Hollande przyznał, że jeśli były minister finansów Francji zostałby oczyszczony z zarzutów o próbę gwałtu, to jedynie od niego zależałoby, czy chciałby stanąć do partyjnych prawyborów. Zostałby wówczas głównym rywalem Hollande'a. Hollande zaznaczył, że chęć kandydowania zgłosił jeszcze przed aresztowaniem byłego szefa MFW. Parta Socjalistyczna już w lipcu wyznaczyła sześciu członków, którzy wezmą udział w październikowych prawyborach. Wybory prezydenckie odbędą się w kwietniu 2012 roku.

Spekulacje na temat powrotu Strauss-Kahna do polityki rozgorzały w zeszły weekend, kiedy agencja Bloomberg przedstawiła optymistyczne opinie ekspertów na temat rychłego zakończenia sprawy o napaść seksualną. Ocenili oni, że kiedy Francuz stawi się przed sądem 23 sierpnia, prokuratura ostatecznie odstąpi od oskarżenia, ponieważ nie jest w stanie przekonująco udowodnić mu winy.

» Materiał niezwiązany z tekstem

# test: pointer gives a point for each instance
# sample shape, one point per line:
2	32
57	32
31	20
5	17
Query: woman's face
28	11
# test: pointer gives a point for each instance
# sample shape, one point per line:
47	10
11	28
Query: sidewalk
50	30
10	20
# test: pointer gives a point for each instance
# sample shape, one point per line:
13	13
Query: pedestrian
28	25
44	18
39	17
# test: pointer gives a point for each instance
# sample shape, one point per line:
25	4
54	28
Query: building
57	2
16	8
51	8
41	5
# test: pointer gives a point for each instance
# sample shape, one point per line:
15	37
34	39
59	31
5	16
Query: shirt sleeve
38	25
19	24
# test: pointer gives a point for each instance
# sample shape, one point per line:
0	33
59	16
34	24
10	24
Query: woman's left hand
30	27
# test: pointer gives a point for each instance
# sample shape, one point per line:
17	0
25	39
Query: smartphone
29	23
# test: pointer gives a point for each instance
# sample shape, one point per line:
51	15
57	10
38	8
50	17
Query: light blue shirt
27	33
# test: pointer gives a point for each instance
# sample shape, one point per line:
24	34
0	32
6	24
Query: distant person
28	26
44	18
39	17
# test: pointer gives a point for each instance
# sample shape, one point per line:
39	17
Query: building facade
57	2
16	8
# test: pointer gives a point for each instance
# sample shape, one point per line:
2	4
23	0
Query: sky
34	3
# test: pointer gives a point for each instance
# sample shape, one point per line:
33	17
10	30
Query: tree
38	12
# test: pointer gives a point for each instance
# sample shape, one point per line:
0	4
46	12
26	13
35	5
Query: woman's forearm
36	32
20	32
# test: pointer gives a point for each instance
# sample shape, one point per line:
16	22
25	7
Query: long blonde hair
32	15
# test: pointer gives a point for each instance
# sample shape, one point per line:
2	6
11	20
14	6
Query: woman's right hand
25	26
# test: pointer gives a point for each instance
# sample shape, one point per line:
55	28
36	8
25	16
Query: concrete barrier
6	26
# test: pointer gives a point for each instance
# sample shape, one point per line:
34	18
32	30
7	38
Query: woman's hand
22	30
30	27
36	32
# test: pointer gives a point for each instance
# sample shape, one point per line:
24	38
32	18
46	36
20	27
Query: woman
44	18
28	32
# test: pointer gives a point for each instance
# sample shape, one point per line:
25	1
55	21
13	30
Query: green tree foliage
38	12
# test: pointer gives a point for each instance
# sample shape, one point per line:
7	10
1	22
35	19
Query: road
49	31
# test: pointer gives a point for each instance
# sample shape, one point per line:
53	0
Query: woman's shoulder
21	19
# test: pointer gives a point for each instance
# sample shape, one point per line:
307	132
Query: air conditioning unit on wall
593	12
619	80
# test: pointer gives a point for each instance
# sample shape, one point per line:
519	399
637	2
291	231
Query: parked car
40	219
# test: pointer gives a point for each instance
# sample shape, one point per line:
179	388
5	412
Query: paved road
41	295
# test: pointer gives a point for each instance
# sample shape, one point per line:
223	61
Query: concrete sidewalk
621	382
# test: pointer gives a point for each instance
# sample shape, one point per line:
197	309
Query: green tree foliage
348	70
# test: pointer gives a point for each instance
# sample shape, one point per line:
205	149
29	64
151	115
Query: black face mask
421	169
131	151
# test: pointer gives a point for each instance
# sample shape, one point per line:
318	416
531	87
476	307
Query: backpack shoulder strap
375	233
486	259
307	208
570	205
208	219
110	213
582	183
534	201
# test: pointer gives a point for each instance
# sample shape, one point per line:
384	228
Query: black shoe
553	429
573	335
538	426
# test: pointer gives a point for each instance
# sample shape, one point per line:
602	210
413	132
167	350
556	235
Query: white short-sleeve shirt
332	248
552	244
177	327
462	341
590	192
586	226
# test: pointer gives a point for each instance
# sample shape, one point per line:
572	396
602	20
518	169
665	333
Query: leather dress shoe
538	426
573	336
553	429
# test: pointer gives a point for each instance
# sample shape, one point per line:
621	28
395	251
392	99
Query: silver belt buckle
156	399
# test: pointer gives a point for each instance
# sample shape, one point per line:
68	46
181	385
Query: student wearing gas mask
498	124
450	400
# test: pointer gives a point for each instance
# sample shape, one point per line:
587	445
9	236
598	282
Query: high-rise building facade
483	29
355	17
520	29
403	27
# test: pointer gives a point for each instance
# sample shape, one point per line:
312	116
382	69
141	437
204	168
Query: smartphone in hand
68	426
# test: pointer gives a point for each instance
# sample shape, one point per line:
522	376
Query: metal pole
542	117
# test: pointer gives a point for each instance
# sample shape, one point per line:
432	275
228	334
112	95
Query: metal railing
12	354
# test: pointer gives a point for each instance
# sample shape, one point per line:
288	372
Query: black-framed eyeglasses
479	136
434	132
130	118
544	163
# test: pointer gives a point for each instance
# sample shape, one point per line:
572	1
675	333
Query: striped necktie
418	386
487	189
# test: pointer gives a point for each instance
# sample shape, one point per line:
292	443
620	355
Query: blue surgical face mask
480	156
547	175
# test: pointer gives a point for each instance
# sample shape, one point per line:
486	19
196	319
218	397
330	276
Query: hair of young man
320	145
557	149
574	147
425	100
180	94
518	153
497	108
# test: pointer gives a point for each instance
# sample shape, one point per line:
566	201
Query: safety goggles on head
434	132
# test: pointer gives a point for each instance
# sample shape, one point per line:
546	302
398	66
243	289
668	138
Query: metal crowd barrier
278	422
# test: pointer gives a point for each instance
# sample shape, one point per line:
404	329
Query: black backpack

Kiedy 14 maja pokojówka z hotelu Sofitel w Nowym Jorku oskarżyła Strauss-Kahna o próbę gwałtu, trafił on do aresztu, który następnie sąd zamienił na areszt domowy. Jednak gdy okazało się, że zeznania Nafissatou Diallo są pełne sprzeczności, a ona sama w przeszłości oszukiwała amerykańskie władze i miała także kontakty ze światem przestępczym, sąd zwolnił Strauss-Kahna z aresztu domowego. Nakazał mu jednak pozostanie w USA.